1. L’essentiel en bref

  • Le cerclage de la reine vise à interrompre la ponte sans enfermer la reine : un petit tube placé sur l’abdomen empêche la ponte correcte, tout en laissant la reine circuler dans la ruche.
  • L’objectif pratique est proche de celui de l’encagement : obtenir une période sans couvain pour rendre un traitement à l’acide oxalique plus pertinent contre les varroas phorétiques.
  • Le seul essai expérimental publié sur le cerclage estival reste modeste : 21 colonies à Pékin, dont 7 cerclées, 7 encagées et 7 témoins.
  • Dans cet essai, le cerclage n’a pas réduit significativement le développement des colonies, mais un problème de reine est apparu dans 2 colonies cerclées sur 7.
  • L’usage hivernal, souvent présenté comme l’intérêt principal de la méthode, reste à ce jour insuffisamment documenté pour en faire une recommandation établie en Suisse.

2. Ce que montre l’étude

Deux publications décrivent le cerclage de la reine : l’une présente la méthode, l’autre la compare à l’encagement lors d’un petit essai estival en Chine.

 


Fig: Placement du dispositif sur la reine. À gauche, la pince utilisée par les chercheurs.

Question. L’encagement de la reine est une méthode connue pour provoquer une interruption de ponte. Il rend les traitements à l’acide oxalique plus efficaces lorsque la colonie devient temporairement sans couvain operculé. Mais l’encagement immobilise la reine, ce qui peut poser problème, surtout en hiver, lorsque la grappe se déplace dans la ruche. Les auteurs étudient donc une alternative utilisée en Chine : le cerclage de la reine, appelé queen ringing.

Méthode. Le premier article, publié dans Bee World en 2023, décrit le dispositif et sa pose. Il s’agit d’un petit tube plastique fendu, légèrement conique, placé autour de la partie antérieure de l’abdomen de la reine. L’ouverture large mesure environ 5,8 mm de diamètre et l’ouverture étroite, placée vers le pétiole, environ 3 × 2 mm. Le tube empêche la reine de positionner correctement son abdomen pour déposer les œufs au fond des cellules, mais ne doit pas bloquer ses pattes ni ses ailes.
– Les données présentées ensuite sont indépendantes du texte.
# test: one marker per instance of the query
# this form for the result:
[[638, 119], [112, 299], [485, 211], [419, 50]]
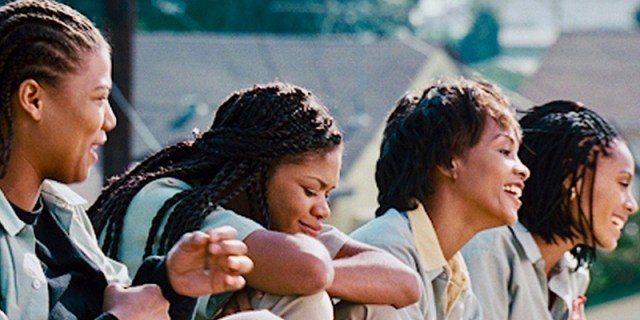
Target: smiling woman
[[266, 166], [448, 169], [55, 78], [577, 199]]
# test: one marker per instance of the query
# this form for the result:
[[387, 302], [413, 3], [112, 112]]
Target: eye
[[309, 192]]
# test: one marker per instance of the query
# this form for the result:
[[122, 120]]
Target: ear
[[451, 172], [30, 98]]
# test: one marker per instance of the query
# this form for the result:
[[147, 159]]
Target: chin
[[608, 247]]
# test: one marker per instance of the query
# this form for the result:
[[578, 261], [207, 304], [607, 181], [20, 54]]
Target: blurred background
[[176, 60]]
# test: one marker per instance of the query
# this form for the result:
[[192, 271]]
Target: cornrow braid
[[562, 142], [426, 130], [41, 40], [254, 130]]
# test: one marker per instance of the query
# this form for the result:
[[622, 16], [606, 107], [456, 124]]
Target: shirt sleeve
[[489, 271], [154, 270], [333, 239]]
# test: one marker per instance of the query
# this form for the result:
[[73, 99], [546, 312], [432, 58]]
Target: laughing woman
[[55, 79], [448, 169], [266, 166]]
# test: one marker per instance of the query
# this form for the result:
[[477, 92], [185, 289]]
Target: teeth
[[617, 222], [516, 191]]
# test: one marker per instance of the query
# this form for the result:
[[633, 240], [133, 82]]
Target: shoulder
[[61, 194], [495, 241], [389, 230]]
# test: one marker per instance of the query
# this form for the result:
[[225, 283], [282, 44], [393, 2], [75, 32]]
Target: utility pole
[[120, 20]]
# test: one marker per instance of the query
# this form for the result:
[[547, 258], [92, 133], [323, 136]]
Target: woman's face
[[297, 193], [490, 177], [613, 200], [76, 117]]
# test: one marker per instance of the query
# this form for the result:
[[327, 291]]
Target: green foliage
[[481, 43]]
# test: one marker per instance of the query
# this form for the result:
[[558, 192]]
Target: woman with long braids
[[266, 166], [55, 78], [448, 169], [577, 199]]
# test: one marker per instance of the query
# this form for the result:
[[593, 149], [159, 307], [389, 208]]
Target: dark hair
[[41, 40], [562, 141], [427, 130], [253, 130]]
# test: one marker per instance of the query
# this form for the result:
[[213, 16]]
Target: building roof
[[359, 80], [600, 69]]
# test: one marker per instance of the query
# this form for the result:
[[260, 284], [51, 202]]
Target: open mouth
[[618, 221], [309, 230], [514, 190]]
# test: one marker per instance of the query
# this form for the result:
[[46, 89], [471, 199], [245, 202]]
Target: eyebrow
[[508, 136], [323, 185]]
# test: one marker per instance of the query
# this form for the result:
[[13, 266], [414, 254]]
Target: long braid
[[41, 40], [253, 130]]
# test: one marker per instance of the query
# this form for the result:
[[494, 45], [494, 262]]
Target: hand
[[209, 262], [139, 302], [240, 301]]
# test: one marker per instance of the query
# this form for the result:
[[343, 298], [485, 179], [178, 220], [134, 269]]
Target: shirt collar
[[432, 258], [426, 240], [8, 219], [525, 239]]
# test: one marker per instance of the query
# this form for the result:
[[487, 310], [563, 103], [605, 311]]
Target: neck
[[452, 228], [552, 253], [21, 185]]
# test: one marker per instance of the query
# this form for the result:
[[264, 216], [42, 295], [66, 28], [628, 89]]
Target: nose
[[521, 170], [110, 120], [631, 205], [321, 209]]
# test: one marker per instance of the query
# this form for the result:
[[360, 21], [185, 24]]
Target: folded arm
[[287, 264], [365, 274]]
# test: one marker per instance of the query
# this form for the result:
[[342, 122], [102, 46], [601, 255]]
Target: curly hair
[[41, 40], [561, 144], [254, 130], [427, 130]]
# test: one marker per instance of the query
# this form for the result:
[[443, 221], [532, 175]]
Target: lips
[[311, 230], [618, 221]]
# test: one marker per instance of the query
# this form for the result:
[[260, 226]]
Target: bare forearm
[[374, 277], [288, 264]]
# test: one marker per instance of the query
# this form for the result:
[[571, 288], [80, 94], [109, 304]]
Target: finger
[[222, 233], [239, 264], [114, 288], [192, 241]]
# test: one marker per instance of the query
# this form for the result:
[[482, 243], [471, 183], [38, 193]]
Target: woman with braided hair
[[578, 198], [266, 166], [55, 79]]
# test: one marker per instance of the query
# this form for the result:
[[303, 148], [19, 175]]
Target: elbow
[[320, 277], [317, 266]]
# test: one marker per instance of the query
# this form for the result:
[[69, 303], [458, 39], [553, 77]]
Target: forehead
[[493, 129], [93, 70], [619, 158]]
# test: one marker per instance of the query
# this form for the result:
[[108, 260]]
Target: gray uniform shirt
[[507, 274], [393, 232]]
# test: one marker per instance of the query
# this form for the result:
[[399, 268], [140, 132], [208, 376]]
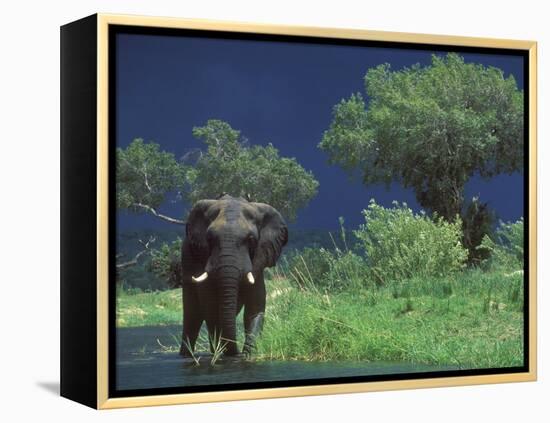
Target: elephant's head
[[229, 242]]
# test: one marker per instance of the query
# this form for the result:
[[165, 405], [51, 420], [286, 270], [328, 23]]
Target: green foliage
[[505, 248], [400, 244], [138, 308], [471, 320], [145, 175], [430, 129], [166, 262], [229, 165], [477, 223]]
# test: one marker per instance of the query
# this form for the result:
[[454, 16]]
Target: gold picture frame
[[96, 35]]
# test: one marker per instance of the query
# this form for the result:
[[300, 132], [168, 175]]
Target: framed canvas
[[258, 211]]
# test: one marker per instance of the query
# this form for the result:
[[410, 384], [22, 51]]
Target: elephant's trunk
[[228, 292]]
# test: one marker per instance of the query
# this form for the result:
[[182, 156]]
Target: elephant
[[228, 243]]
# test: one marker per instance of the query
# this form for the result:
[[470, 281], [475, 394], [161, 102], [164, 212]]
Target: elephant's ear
[[273, 236], [194, 251]]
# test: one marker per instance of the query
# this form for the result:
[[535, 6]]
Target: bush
[[400, 244], [166, 263], [506, 246]]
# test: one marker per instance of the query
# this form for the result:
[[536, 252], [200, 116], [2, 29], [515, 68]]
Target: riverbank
[[473, 319]]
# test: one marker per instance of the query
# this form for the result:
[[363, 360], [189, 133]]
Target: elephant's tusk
[[200, 278]]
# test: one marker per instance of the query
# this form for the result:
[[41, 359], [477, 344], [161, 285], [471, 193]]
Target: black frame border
[[113, 30]]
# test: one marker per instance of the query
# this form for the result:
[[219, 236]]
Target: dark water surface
[[142, 364]]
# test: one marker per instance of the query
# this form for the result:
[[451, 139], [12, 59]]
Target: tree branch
[[138, 255], [154, 212]]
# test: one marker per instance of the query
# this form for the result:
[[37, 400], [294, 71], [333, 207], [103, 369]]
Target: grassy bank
[[471, 319]]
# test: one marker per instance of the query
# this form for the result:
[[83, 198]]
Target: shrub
[[400, 244], [166, 263], [506, 246]]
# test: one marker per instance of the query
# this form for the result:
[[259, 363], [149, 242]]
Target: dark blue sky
[[276, 92]]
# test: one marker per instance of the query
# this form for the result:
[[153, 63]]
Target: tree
[[230, 165], [430, 129], [144, 177]]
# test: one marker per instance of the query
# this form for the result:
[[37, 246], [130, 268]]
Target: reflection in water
[[140, 365]]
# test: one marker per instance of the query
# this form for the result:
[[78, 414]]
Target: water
[[141, 364]]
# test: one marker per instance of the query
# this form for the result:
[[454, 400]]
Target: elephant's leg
[[192, 321], [254, 312]]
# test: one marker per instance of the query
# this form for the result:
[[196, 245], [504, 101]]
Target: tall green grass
[[471, 320], [401, 294]]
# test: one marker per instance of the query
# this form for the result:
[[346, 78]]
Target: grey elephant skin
[[228, 244]]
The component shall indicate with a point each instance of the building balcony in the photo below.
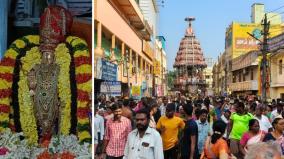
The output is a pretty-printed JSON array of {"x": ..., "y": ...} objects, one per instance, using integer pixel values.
[
  {"x": 244, "y": 86},
  {"x": 132, "y": 13}
]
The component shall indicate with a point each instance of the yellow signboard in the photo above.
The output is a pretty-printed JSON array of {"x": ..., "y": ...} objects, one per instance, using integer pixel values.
[
  {"x": 157, "y": 67},
  {"x": 242, "y": 42}
]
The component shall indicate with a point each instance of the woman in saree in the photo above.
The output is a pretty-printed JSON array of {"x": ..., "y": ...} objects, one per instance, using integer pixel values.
[
  {"x": 253, "y": 136},
  {"x": 215, "y": 146}
]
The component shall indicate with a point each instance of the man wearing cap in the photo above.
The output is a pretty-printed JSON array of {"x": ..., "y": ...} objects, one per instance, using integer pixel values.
[
  {"x": 169, "y": 126},
  {"x": 264, "y": 123},
  {"x": 277, "y": 111}
]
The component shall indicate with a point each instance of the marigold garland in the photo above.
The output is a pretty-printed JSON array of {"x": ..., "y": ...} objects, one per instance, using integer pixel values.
[
  {"x": 84, "y": 88},
  {"x": 6, "y": 72},
  {"x": 63, "y": 60},
  {"x": 23, "y": 49}
]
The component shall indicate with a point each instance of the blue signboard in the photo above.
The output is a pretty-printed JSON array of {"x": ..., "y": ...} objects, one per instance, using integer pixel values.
[{"x": 109, "y": 71}]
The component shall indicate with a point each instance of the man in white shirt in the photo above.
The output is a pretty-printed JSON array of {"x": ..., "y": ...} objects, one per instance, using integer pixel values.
[
  {"x": 143, "y": 142},
  {"x": 264, "y": 123},
  {"x": 163, "y": 106}
]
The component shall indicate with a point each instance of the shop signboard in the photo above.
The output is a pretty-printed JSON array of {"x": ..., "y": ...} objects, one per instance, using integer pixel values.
[
  {"x": 106, "y": 70},
  {"x": 276, "y": 43},
  {"x": 242, "y": 42},
  {"x": 111, "y": 88}
]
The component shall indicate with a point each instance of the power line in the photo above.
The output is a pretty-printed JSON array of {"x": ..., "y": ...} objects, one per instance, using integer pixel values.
[
  {"x": 275, "y": 15},
  {"x": 276, "y": 9}
]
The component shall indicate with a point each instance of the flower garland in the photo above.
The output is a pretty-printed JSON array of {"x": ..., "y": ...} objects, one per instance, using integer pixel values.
[
  {"x": 8, "y": 77},
  {"x": 83, "y": 72},
  {"x": 67, "y": 147},
  {"x": 14, "y": 89},
  {"x": 63, "y": 59},
  {"x": 27, "y": 118}
]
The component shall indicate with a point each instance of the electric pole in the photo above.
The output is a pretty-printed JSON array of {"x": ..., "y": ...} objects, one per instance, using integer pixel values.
[{"x": 266, "y": 25}]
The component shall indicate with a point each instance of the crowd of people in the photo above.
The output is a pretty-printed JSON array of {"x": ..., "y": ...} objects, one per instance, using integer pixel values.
[{"x": 186, "y": 128}]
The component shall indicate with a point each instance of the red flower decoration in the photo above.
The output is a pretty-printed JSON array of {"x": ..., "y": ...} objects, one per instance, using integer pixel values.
[
  {"x": 4, "y": 108},
  {"x": 82, "y": 95},
  {"x": 82, "y": 60},
  {"x": 7, "y": 61},
  {"x": 3, "y": 151},
  {"x": 67, "y": 155},
  {"x": 12, "y": 127},
  {"x": 7, "y": 76},
  {"x": 83, "y": 112},
  {"x": 82, "y": 78},
  {"x": 44, "y": 155},
  {"x": 4, "y": 93}
]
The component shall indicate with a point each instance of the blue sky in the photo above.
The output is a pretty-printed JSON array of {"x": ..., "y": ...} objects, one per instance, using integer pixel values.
[{"x": 212, "y": 19}]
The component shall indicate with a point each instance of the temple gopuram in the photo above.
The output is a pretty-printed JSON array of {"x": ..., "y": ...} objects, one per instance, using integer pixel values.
[{"x": 189, "y": 64}]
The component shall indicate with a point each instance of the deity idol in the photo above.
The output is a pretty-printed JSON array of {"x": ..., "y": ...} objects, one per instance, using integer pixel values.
[{"x": 46, "y": 81}]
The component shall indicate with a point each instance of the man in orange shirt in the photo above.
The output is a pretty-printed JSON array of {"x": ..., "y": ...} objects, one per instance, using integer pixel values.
[{"x": 169, "y": 126}]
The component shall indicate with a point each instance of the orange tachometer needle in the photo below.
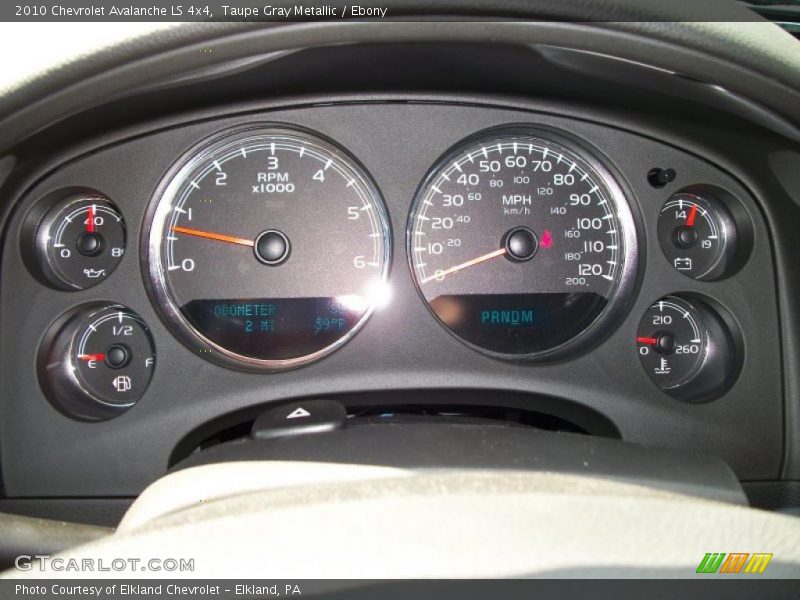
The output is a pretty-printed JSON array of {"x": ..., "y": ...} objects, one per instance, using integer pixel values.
[
  {"x": 213, "y": 236},
  {"x": 469, "y": 263},
  {"x": 692, "y": 215}
]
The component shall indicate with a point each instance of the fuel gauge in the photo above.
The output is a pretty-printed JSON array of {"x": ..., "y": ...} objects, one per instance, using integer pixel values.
[
  {"x": 698, "y": 235},
  {"x": 686, "y": 349},
  {"x": 97, "y": 361}
]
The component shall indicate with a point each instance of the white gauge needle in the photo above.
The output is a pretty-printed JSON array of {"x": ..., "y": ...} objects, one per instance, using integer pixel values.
[{"x": 475, "y": 261}]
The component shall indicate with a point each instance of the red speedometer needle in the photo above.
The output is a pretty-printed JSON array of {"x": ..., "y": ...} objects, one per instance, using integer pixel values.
[
  {"x": 210, "y": 235},
  {"x": 692, "y": 215},
  {"x": 469, "y": 263}
]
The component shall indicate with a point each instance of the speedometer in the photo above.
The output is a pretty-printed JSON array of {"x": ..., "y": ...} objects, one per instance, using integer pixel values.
[
  {"x": 521, "y": 243},
  {"x": 268, "y": 247}
]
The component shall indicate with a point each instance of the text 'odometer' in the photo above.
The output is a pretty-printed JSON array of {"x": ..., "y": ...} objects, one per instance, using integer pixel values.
[
  {"x": 268, "y": 248},
  {"x": 520, "y": 243}
]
Les auteurs insistent sur la qualité du matériel, l’absence d’arêtes coupantes et la nécessité de s’exercer avant de poser le tube sur une reine.

Le second article, publié en 2024 dans le Journal of Apicultural Research, compare le cerclage à l’encagement. L’essai a été conduit à Pékin, de juin à octobre 2023, pendant la miellée estivale de Vitex negundo et de fleurs dispersées. Vingt et une colonies Langstroth, conduites avec des reines d’un an issues d’un stock local d’Apis mellifera ligustica, ont été réparties en trois groupes de sept : un groupe témoin sans interruption de ponte, un groupe avec reine encagée et un groupe avec reine cerclée. Les reines ont été encagées ou cerclées le 28 juin, puis libérées 25 jours plus tard, le 23 juillet. Un traitement à l’acide oxalique à 4,2 % par dégouttement a été appliqué au moment de la libération.

Résultats. Les auteurs n’ont pas observé de différence statistiquement significative entre les groupes pour la force des colonies, mesurée en cadres occupés par les abeilles et en cadres de couvain. Les colonies avec interruption de ponte ont donc en partie compensé l’arrêt temporaire de la ponte. Les colonies témoins tendaient toutefois à être légèrement plus fortes, ce qui est attendu lorsqu’une colonie élève du couvain sans interruption.

La récolte de miel a été plus élevée dans les deux groupes avec interruption de ponte que dans le groupe témoin. Les moyennes indiquées sont de 9,3 kg pour les témoins, 12,8 kg pour les colonies cerclées et 13,1 kg pour les colonies encagées. Les auteurs interprètent ce résultat comme la conséquence possible d’une moindre dépense liée à l’élevage du couvain pendant environ trois semaines. Il ne faut toutefois pas le transformer en règle générale : ce résultat dépend du calendrier local de la miellée et du contexte de l’essai.

Le point le plus sensible concerne les reines. Dans le groupe cerclé, une reine a été perdue après la libération et une autre coexistait avec une fille lors de l’inspection finale. Les auteurs excluent un effet de l’âge, puisque toutes les reines avaient un an, et évoquent plutôt une blessure lors du retrait du tube ou pendant la période de port. Des œufs, larves et cellules royales ont aussi été observés dans certains groupes où la ponte de la reine était censée être bloquée. La disposition des œufs suggère des ouvrières pondeuses, mais les auteurs considèrent que l’origine exacte reste incertaine.

Interprétation. Les auteurs présentent le cerclage comme une alternative prometteuse à l’encagement pour provoquer une interruption estivale de ponte. Leur essai montre surtout que, dans les conditions étudiées, le cerclage n’a pas entraîné de perte mesurable de développement des colonies par rapport à l’encagement. Il ne démontre pas directement une efficacité contre le varroa, car l’essai ne mesure pas la mortalité des acariens ni l’évolution de l’infestation. Les auteurs soulignent eux-mêmes la nécessité d’études plus larges, en particulier sur la santé des reines, l’usage hivernal, les blessures possibles et l’effet dans différents environnements apicoles.

3. Regard critique

L’idée est biologiquement plausible, mais les données directes sur le cerclage restent encore trop limitées pour une transposition rapide au rucher suisse.

Forces. L’étude de 2024 compare trois groupes clairement définis : témoin, encagement et cerclage. Les colonies ont été équilibrées au départ selon leur force, et les paramètres observés sont pertinents pour l’apiculture : développement de la colonie, survie et performance de la reine, cellules royales et production de miel. La comparaison avec l’encagement est utile, car l’encagement constitue aujourd’hui la méthode de référence lorsqu’on veut provoquer une interruption de ponte sans détruire tout le couvain.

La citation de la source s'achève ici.